- IATA: GBN ; ICAO: VVGB;

Summary
- Airport type: Security/Public
- Owner/Operator: Masterise Aviation Infrastructure
- Serves: Hanoi metropolitan area
- Location: Gia Bình, Bắc Ninh, Vietnam
- Occupants: Police Aviation Regiment
- Coordinates: 21°04′26″N 106°12′39″E﻿ / ﻿21.07389°N 106.21083°E

Map
- 2030 masterplan

Runways
| Direction | Length |  | Surface |
| ft | m |
| 07R/25L | 11,500 | 3,500 | Concrete |
| 06L/24R | 13,123 | 4,000 | Concrete |

= Gia Binh International Airport =

Future airport to serve Hanoi, Vietnam

Gia Binh International Airport (Cảng hàng không Quốc tế Gia Bình; ) is an international airport currently under construction in Gia Bình commune, Bắc Ninh, Vietnam, approximately 40 km to the east from the center of Hanoi.
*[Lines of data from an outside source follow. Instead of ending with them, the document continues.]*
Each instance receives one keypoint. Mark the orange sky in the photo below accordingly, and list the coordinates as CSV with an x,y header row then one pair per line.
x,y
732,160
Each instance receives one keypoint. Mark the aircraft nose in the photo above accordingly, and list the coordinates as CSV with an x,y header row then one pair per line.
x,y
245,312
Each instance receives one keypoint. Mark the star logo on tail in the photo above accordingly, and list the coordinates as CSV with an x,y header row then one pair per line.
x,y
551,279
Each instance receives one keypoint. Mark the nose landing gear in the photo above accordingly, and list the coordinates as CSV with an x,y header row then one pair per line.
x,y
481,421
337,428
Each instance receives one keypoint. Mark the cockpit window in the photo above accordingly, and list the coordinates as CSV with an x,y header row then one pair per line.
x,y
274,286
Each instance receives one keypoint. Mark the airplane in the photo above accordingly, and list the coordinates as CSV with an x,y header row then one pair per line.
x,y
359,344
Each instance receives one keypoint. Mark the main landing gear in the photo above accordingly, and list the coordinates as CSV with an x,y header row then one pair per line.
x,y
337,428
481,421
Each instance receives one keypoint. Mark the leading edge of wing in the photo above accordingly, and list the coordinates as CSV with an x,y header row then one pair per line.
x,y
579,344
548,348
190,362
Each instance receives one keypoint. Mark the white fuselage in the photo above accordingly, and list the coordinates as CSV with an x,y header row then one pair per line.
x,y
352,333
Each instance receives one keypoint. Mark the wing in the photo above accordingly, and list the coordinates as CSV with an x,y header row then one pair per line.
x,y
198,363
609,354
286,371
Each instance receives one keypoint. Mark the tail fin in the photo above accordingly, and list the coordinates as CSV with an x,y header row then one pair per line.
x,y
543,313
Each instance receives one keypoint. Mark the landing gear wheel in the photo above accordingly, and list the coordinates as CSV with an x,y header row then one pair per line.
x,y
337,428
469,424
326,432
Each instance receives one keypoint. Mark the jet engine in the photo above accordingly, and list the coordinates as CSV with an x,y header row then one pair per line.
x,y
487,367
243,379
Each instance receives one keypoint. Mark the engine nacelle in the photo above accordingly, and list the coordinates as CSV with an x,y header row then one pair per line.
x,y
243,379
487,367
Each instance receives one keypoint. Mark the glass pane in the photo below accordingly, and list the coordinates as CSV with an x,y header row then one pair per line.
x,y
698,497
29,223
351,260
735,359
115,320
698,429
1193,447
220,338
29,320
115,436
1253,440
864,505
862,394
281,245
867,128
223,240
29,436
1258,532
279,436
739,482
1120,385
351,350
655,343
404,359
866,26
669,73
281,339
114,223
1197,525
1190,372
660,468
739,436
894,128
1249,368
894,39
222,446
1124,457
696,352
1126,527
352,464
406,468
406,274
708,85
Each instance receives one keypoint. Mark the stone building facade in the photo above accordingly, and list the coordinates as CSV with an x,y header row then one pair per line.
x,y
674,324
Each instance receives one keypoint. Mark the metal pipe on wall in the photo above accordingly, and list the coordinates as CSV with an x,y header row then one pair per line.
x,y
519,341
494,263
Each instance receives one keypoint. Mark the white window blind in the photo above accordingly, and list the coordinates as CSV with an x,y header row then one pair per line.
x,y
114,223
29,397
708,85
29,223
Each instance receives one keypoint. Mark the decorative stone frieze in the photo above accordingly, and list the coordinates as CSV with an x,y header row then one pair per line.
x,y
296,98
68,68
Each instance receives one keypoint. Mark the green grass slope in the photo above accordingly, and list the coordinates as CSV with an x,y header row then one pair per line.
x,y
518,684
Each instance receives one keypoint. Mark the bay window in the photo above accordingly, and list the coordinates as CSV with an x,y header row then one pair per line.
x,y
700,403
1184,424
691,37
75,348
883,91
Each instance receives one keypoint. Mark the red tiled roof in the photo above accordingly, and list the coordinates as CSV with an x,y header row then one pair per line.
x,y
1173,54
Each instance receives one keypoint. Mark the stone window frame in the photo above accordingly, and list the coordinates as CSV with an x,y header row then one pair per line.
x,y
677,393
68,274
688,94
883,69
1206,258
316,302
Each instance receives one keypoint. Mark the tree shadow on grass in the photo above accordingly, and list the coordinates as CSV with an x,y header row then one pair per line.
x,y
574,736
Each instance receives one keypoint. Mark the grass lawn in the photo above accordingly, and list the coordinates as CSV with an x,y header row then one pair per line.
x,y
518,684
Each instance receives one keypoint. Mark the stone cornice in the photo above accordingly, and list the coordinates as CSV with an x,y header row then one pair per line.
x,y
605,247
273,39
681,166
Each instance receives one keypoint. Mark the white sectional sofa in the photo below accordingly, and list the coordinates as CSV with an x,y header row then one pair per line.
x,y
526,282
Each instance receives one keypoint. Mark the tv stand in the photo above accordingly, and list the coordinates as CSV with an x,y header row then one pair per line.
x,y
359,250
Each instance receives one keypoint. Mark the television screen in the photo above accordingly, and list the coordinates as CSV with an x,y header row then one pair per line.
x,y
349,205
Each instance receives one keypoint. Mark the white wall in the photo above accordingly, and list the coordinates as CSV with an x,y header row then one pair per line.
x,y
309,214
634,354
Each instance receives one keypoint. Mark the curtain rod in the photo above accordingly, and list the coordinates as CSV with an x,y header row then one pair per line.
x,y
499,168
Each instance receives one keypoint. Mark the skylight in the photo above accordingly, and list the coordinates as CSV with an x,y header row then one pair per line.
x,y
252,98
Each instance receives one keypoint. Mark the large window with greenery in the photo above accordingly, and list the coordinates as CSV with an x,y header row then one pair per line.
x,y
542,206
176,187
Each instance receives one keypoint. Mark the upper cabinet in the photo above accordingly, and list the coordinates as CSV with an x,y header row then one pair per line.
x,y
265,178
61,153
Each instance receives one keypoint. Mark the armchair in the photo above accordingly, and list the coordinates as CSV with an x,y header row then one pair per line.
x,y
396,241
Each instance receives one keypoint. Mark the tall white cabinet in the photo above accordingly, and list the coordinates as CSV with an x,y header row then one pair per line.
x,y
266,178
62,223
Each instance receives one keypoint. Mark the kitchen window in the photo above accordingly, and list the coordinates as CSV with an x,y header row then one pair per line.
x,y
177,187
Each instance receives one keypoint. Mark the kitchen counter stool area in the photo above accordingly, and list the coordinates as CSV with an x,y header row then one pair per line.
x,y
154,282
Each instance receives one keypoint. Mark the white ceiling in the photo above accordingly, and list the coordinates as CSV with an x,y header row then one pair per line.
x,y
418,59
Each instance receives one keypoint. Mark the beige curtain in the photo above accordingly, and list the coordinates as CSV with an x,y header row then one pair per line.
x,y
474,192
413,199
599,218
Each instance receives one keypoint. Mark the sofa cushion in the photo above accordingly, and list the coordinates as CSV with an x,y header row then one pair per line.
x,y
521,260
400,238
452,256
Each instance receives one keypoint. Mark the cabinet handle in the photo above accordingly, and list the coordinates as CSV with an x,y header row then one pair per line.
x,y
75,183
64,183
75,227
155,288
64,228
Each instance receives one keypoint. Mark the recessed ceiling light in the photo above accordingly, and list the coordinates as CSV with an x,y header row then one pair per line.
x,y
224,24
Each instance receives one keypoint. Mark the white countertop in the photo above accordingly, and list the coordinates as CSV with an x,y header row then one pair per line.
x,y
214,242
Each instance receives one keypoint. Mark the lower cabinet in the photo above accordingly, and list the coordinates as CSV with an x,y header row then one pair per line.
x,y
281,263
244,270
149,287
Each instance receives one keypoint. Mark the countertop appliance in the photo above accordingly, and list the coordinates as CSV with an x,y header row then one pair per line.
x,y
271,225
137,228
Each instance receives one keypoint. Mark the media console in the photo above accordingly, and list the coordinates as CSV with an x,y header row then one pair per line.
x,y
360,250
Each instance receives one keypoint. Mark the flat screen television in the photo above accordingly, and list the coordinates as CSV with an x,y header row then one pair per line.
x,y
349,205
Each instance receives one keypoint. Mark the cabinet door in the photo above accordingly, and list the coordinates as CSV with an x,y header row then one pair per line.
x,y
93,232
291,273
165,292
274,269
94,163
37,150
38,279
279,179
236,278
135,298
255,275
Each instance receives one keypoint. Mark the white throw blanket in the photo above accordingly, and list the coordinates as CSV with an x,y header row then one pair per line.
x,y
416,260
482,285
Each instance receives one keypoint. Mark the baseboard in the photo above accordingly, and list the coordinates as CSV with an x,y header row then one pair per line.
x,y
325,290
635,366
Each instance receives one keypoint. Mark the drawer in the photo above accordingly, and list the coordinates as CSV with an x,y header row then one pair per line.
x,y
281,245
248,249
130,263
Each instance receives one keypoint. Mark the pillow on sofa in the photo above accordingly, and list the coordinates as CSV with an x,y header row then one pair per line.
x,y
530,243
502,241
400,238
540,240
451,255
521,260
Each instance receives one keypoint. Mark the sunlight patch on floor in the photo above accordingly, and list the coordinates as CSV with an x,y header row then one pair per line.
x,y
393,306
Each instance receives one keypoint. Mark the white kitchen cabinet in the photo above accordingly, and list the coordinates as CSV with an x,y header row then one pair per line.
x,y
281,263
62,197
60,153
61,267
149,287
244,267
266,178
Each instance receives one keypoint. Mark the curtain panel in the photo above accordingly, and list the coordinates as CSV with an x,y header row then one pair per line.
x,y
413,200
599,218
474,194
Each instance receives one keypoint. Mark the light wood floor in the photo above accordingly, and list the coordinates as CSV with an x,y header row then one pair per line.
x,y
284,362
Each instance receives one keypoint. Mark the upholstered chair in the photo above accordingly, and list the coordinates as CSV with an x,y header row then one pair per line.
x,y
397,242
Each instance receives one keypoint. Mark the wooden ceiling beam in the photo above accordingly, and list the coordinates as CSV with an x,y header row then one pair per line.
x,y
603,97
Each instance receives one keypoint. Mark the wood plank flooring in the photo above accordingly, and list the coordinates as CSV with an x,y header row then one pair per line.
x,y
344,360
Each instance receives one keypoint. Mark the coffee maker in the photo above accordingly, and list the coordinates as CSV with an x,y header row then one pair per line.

It is designed to complement the existing Noi Bai International Airport which is in the north. The airport is originally planned by the Vietnam Ministry of Public Security and will serve as the operating base for the Police Aviation Regiment of the People's Public Security of Vietnam.

== History ==
Construction began on 10 December 2024.